Are All Word Embeddings the Same?

No, they are not. But they have a number of similarities that might be unexpected when you first learn a certain algorithm, such as Word2Vec or GloVe. This post is a summary of a series of papers that I found in the latest years, which show aspects common to word embedding methods that have been developed independently.

Before Word2vec: count-based models

We can create compact representations of words from corpora without developing complex algorithms for that task. Many existing ideas have been used, mostly based on counting word frequencies. The easiest would be matrix factorization: given the matrix of words-documents, perform Singular Value Decomposition (SVD) and keep only the K largest singular values (for any K smaller than the number of documents), then you get a dense, compact representation of K dimensions for every word.

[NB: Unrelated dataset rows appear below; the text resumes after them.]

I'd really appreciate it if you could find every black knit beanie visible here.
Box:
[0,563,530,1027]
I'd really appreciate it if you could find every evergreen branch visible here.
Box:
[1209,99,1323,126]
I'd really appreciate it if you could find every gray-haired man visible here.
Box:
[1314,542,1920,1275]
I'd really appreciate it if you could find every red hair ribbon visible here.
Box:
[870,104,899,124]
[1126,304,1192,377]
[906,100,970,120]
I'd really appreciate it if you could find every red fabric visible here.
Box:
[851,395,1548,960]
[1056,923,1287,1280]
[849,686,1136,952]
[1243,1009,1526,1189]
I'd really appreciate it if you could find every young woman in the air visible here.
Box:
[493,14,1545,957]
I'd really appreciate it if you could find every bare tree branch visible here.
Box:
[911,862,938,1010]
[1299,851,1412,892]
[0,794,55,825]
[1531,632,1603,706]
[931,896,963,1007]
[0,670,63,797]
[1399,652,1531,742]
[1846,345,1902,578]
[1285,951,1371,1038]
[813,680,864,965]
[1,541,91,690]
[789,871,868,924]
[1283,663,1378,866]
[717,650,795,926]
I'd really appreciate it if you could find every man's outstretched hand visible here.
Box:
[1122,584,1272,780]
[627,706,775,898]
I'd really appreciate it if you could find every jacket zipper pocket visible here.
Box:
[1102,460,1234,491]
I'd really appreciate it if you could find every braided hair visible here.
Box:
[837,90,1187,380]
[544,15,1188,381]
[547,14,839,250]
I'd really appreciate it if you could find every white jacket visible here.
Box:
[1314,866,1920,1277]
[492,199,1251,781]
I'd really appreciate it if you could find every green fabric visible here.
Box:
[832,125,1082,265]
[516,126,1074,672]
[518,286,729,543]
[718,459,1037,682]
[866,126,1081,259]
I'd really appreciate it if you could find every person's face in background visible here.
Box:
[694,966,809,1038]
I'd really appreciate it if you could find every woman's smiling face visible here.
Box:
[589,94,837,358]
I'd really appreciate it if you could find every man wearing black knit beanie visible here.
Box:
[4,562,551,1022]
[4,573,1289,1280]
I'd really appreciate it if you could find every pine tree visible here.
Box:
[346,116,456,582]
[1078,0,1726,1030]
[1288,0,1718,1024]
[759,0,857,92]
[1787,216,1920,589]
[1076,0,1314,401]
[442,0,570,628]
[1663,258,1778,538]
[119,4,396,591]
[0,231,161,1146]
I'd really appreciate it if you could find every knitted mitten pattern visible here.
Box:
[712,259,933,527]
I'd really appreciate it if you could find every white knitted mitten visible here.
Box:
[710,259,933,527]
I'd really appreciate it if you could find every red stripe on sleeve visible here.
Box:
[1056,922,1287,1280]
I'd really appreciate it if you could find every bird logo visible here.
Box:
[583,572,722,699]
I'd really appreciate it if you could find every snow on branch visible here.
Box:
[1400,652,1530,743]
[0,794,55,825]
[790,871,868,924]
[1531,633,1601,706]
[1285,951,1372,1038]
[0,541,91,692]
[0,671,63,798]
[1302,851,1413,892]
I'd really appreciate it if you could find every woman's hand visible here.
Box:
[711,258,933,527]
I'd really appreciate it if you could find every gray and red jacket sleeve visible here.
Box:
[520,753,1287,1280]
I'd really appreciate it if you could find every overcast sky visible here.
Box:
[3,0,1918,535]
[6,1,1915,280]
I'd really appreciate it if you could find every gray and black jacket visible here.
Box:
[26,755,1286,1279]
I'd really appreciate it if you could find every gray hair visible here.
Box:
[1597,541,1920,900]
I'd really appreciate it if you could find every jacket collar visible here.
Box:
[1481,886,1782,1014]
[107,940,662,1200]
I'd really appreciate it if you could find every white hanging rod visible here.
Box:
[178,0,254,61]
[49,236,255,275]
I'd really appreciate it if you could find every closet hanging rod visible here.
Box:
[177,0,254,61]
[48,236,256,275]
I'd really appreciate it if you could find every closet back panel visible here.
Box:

A word-document matrix of frequencies.

In the previous technique, we can replace the word frequencies by other association measures such as the tf-idf or the Pointwise Mutual Information (PMI), which is an Information Theory measure that says how likely it is to find an association between a word and a document, compared to random association. It has been used a lot by the NLP community.

Word2vec and GloVe

In 2013, a group of algorithms called Word2vec were developed at Google and changed the pace of word embeddings. Word2vec trains a neural network to predict the context of words, i.e. words that appear in the vicinity of words. It has two flavours depending on design decisions: Skip-Gram and Continuous Bag-of-words. The state-of-the-art Word2vec is usually considered Skip-Gram with Negative Sampling (SGNS), a specific implementation with some details that make it feasible to train accurately.

In 2014, the GloVe algorithm was developed at Stanford and entails a different method for word embeddings. Instead of using a neural network, it is posed as a least squares problem from the ratios of co-occurrence probabilities of words. The assumption is that ratios of co-occurrences discriminate better than raw co-occurrences. In practice, either GloVe or Word2vec can work better for a certain problem.

Interpretability of word co-occurrences vs ratio of word co-occurrences.
Source: GloVe paper.

Similarity #1: “Neural word embedding as implicit matrix factorization”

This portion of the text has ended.